For a few long seconds Woolart just stared at me. It was his kind of game, this mental cat-and-mouse bit, and he had been at it a long time where all the participants were experts. Now he was calling on all his resources to catalog me properly. Then, very quietly, he said, “No.”
“Why, Gavin?” Carter asked him. The rest of the room was very quiet.
I said, “He’s considering a possibility, Mr. Carter. A forty-million-dollar possibility. He hates to see that kind of money cut from the budget. Now let me inject another possibility… that I didn’t take it. Oh, sure, it was proven in court through circumstantial evidence, but more than one innocent person went that route before me. The cute little possibility he’s considering is that if you guarantee I can keep the forty big ones… and I didn’t heist it to begin with… but manage to get my hands on it in the meantime, you people are up the creek. Make it a public issue and some of our more progressive papers will take you apart… not to say what will happen politically. Right, Woolart?”
He didn’t answer me.
I said, “He knows I might pull it off, too.” I let a grin crease my face and relaxed in the chair. “It’s an interesting challenge.”
Gavin Woolart’s face was drawn into a tight mask. “There’s no doubt about your having that money, Morgan.”
“Or that I might get it,” I added.
He shrugged, not changing his expression. “Either way, the answer is still No.”
“You authorized to make the decision or does it go through channels, Mr. Woolart?”

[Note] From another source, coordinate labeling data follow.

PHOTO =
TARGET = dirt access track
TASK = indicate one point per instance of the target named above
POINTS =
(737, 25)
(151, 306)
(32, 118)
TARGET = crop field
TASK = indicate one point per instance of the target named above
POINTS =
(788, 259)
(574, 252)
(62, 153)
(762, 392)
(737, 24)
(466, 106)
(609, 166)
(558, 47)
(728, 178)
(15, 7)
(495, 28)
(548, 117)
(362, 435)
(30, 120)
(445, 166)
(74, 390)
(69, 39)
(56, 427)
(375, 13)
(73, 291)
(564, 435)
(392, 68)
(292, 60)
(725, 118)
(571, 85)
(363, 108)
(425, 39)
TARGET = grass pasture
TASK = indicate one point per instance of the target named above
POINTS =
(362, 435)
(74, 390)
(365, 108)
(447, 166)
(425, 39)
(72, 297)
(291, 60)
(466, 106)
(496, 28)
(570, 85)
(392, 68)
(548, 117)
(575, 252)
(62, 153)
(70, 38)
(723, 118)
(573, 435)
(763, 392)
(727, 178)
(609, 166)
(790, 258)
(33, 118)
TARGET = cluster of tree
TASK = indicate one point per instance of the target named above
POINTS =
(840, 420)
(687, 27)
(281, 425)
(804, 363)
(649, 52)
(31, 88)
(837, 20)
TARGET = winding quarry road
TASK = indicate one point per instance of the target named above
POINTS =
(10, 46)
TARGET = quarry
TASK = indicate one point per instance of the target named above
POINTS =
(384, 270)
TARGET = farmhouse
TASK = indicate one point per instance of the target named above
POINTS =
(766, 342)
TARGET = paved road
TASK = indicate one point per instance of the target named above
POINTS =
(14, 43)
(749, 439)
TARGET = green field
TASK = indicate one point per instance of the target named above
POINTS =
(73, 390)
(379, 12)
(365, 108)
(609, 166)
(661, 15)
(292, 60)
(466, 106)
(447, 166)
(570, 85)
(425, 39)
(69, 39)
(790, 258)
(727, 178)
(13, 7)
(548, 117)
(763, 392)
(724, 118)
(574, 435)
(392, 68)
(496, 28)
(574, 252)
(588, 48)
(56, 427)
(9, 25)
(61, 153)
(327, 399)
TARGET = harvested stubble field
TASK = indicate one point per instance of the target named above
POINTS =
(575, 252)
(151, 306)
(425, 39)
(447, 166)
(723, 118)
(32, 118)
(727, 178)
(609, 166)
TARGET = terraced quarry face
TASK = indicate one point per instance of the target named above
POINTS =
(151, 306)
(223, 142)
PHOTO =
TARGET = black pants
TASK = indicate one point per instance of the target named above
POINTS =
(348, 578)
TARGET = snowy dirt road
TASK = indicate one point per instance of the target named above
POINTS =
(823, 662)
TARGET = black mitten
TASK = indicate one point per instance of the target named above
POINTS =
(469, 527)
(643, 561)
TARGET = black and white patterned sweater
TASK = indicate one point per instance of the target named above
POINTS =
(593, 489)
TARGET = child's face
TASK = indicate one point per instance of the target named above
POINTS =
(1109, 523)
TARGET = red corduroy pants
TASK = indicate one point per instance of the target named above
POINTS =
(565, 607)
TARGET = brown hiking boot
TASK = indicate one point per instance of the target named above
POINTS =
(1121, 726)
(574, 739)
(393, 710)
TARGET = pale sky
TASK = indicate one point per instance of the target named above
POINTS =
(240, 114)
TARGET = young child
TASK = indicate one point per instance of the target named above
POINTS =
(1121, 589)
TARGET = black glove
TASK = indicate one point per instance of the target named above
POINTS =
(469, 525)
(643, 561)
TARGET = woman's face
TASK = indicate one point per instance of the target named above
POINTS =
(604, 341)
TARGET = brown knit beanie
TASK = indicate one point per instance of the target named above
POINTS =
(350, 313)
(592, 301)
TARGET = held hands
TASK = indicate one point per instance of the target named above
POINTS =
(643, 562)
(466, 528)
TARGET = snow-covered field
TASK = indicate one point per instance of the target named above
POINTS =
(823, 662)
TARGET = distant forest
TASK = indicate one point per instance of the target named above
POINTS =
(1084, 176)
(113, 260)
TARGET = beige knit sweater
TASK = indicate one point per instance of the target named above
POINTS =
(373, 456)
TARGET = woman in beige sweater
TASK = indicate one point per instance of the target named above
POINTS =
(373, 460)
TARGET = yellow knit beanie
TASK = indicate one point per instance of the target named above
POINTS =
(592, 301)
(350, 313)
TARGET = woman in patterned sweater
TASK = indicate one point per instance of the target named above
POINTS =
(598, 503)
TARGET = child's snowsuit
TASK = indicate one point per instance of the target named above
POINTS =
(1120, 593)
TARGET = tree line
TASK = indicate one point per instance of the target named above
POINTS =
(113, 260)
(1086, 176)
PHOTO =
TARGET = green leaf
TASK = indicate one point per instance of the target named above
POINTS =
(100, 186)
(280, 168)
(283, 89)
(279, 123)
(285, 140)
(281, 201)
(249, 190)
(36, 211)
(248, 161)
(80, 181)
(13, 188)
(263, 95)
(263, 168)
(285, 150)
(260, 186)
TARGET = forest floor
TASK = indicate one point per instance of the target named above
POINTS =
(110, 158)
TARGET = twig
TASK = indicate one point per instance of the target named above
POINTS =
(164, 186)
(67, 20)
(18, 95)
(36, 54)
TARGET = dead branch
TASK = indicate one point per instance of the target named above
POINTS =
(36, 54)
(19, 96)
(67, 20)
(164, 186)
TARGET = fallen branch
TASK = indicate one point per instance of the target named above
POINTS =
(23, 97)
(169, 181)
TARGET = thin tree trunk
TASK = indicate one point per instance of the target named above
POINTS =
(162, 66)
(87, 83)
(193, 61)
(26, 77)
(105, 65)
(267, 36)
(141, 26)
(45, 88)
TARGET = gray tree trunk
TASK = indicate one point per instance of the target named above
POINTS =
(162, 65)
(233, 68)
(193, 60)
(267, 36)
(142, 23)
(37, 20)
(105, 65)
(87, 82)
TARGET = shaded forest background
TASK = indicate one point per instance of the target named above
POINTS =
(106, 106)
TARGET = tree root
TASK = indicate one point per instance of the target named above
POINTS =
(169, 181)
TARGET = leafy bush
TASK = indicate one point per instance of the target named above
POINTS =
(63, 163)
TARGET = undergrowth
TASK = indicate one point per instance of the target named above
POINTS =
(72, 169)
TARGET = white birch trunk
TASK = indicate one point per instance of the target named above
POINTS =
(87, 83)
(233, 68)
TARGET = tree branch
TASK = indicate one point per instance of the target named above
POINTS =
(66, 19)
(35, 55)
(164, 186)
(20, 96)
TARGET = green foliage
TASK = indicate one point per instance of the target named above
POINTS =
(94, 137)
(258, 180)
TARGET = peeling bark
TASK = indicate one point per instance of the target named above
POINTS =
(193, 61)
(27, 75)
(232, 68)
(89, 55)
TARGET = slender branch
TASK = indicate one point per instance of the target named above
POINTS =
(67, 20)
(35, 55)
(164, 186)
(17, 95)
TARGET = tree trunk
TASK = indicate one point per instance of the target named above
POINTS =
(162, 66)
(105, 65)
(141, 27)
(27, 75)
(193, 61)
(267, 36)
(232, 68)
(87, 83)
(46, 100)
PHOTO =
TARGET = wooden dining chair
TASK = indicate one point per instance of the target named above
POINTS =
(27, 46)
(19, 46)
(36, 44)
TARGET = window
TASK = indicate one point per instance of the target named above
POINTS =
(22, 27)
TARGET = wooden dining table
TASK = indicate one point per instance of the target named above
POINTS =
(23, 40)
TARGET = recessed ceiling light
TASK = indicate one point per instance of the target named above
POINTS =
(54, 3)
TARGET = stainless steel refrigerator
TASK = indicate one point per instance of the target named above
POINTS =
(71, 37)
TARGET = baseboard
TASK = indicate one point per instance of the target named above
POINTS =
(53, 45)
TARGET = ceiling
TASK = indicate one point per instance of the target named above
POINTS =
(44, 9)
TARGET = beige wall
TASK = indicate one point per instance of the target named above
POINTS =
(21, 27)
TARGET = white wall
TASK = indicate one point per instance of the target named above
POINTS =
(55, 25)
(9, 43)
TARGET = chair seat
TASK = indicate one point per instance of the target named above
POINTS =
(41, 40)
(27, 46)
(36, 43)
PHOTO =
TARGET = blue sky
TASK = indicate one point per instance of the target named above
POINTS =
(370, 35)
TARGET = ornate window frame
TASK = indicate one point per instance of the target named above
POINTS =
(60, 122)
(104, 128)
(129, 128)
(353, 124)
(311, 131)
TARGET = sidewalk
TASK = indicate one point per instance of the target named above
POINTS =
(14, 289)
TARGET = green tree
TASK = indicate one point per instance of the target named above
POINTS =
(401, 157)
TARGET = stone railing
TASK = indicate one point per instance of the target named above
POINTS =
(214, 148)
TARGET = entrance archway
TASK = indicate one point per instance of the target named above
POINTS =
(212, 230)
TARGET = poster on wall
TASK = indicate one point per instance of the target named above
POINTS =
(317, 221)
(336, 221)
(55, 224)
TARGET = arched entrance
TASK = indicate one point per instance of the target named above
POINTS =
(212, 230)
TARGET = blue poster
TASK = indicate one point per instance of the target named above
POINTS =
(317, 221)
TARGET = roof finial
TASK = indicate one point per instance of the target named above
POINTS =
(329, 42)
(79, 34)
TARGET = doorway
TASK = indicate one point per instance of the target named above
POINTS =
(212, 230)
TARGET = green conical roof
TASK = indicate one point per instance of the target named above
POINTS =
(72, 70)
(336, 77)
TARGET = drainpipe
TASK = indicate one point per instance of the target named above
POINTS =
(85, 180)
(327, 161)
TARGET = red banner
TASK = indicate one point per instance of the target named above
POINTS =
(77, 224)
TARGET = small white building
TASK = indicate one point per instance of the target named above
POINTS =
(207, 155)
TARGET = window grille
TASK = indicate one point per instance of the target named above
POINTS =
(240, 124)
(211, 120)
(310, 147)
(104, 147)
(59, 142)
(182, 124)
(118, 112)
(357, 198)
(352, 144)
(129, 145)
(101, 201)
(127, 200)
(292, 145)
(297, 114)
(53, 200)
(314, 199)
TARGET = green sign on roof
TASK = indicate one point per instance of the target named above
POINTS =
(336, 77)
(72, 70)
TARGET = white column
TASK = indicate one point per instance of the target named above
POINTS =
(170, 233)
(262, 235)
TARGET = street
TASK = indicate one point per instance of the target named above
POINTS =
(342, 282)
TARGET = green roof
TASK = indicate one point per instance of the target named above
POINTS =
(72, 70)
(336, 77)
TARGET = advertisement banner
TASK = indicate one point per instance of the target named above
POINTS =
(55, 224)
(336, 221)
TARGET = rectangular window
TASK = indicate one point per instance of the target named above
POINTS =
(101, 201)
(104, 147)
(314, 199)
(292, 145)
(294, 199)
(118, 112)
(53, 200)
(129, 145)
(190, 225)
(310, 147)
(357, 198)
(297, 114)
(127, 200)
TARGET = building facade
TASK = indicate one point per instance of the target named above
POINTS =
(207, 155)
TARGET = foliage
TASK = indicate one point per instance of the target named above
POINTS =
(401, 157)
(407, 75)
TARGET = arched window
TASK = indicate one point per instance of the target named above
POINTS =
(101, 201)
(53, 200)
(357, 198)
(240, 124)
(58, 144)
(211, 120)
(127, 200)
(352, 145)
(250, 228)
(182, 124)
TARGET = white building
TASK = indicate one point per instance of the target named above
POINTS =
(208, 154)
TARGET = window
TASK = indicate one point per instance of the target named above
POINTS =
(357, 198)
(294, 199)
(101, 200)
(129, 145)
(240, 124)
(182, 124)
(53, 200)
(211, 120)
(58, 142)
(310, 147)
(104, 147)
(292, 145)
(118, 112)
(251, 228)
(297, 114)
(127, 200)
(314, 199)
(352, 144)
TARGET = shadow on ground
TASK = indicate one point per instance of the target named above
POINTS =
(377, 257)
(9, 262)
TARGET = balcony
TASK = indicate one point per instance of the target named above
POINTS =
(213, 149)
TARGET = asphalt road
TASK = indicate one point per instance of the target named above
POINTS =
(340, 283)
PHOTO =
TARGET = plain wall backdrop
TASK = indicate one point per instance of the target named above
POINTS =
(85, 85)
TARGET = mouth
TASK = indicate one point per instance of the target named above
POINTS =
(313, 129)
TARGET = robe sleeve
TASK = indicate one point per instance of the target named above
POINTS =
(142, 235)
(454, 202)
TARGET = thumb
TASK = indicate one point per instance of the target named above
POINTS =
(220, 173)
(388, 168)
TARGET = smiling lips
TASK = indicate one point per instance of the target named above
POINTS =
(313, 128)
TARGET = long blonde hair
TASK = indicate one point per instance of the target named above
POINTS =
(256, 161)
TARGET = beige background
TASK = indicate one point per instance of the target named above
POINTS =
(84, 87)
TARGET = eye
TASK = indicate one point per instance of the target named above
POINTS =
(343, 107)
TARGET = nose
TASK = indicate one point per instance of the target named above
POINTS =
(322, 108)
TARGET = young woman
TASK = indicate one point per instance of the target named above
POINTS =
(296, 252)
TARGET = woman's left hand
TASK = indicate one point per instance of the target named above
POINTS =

He didn’t have to give me the answer. I saw the sudden narrowing of his eyes. “For your own satisfaction, you’ll get an opinion from higher quarters, but I can assure you it will be negative. However, there’s a time element involved and I advise you not to delay making up your mind or the entire situation will revert unconditionally to your recapture.”
“But the rest of the deal stands?”
“That’s the offer. Take your choice.”
I nodded. “Okay, buddy, I’ll take it.” I scanned the room and watched the small glances they exchanged, those tiny motions of relief like finding out that there was still some time left in the ball game after all. I said, “How do you know you can trust me?”
Gavin Woolart gathered his papers together and stood up. His eyes were cold beads that said he hated every facet of the arrangement, but it was out of his hands. Very tersely, he told me, “We don’t, Morgan.”